• 822
    uzun bir entry olacak, çayları hazırlayın :)))

    1. süper lig özüne döndü...

    son üç sezonda tablo şuydu:

    2022–23 ve 2023–24’te galatasaray ile fenerbahçe ligin tepesinde uzay takımı gibi puan topladı; 2023–24’te gs 102, fb 99 puanla ligi bitirdi, trabzon 67 puanda kaldı. aradaki makas acayip büyüktü.

    2024–25’te de galatasaray yine 25. şampiyonluğunu, son haftalar kalmadan, fenerbahçe’ye karşı ciddi puan farkıyla aldı.

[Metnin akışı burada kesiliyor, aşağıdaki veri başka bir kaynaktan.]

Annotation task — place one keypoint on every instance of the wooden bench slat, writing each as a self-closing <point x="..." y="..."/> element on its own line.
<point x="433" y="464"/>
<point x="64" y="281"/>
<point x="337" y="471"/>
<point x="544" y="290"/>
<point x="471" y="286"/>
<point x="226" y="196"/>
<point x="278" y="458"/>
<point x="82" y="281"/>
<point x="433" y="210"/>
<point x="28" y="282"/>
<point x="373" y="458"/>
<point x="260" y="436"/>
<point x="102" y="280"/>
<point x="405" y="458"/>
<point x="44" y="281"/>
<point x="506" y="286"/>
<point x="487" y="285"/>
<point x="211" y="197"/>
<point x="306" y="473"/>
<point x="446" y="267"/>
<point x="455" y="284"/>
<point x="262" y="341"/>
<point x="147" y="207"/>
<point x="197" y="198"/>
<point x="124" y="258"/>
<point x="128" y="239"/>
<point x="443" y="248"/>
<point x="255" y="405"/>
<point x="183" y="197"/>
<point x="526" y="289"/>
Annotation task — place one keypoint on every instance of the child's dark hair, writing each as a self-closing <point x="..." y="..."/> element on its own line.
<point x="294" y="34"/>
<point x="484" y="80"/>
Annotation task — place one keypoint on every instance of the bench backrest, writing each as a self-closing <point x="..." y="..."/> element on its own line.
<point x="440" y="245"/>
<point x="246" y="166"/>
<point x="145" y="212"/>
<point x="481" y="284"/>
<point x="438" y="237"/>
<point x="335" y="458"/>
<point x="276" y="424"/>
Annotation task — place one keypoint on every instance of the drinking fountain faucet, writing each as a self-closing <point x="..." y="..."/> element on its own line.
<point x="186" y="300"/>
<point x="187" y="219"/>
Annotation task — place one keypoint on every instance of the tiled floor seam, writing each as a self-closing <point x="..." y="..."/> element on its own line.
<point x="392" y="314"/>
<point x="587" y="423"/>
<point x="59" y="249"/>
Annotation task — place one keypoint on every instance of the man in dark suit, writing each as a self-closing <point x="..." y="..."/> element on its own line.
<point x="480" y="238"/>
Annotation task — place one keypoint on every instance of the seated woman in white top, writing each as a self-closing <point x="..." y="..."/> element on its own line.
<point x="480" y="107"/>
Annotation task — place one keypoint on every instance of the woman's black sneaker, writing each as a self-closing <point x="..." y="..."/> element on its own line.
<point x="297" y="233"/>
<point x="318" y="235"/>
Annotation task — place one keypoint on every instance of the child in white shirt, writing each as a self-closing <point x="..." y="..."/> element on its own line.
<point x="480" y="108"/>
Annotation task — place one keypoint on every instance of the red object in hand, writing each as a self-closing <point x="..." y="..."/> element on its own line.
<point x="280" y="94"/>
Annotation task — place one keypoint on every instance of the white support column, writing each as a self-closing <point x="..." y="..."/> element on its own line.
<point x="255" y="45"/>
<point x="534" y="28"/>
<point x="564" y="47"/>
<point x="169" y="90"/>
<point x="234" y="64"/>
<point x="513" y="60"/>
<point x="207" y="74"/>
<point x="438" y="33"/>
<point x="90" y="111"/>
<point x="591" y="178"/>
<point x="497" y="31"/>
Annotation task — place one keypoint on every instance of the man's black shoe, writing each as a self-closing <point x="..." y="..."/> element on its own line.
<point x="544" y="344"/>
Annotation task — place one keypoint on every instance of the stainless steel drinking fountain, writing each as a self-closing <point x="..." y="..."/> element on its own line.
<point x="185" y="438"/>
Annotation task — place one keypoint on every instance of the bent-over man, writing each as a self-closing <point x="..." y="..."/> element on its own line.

    şu an 2025–26’da ise tablo çok daha makul seviyede.

    ilk yedi sıra: galatasaray, fenerbahçe, trabzonspor, samsunspor, göztepe, beşiktaş, gaziantep. aradaki puan farkları makul ve herkes birbirinden puan alabiliyor.

    yani iki takımın yarıştığı, geri kalanının figüran olduğu ligden, her haftası hikâyeli, bol sürprizli lige doğru gerçekten bir kayma var.

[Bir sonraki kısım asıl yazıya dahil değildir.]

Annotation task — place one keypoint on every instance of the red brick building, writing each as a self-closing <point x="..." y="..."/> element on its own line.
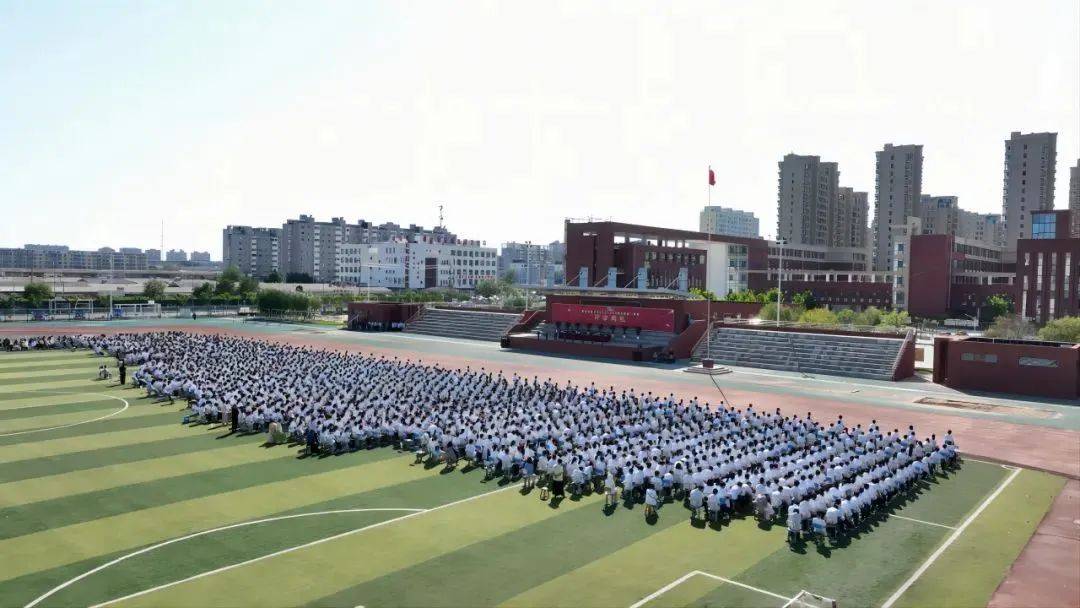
<point x="1048" y="269"/>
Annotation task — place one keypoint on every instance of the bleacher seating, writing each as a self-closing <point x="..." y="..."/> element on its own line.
<point x="615" y="336"/>
<point x="476" y="325"/>
<point x="794" y="351"/>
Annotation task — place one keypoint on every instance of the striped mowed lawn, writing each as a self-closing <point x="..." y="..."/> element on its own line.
<point x="111" y="497"/>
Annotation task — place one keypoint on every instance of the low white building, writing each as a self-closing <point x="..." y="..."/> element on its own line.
<point x="426" y="261"/>
<point x="373" y="265"/>
<point x="458" y="262"/>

    2. trabzon, samsun, göztepe, beşiktaş...

    trabzonspor: haftada tek maç oynama lüksü + bu sene görece daha dengeli kadro = şampiyonluk yarışında “nefesi yeten” bir trabzon ihtimali var. zaten şu an ilk üç içindeler; fiilen de şampiyonluk hattında duruyorlar.

    samsun & göztepe:ikisi de sadece “iyi savunma yapan anadolu takımı” seviyesini aşıp oyun planı olan, organize takımlar görüntüsündeler. puan tablosunda samsun ve göztepe’nin 4–5 bandında gezmesi tesadüf değil; özellikle göztepe’nin deplasman direnci dikkat çekici seviyeye ulaştı.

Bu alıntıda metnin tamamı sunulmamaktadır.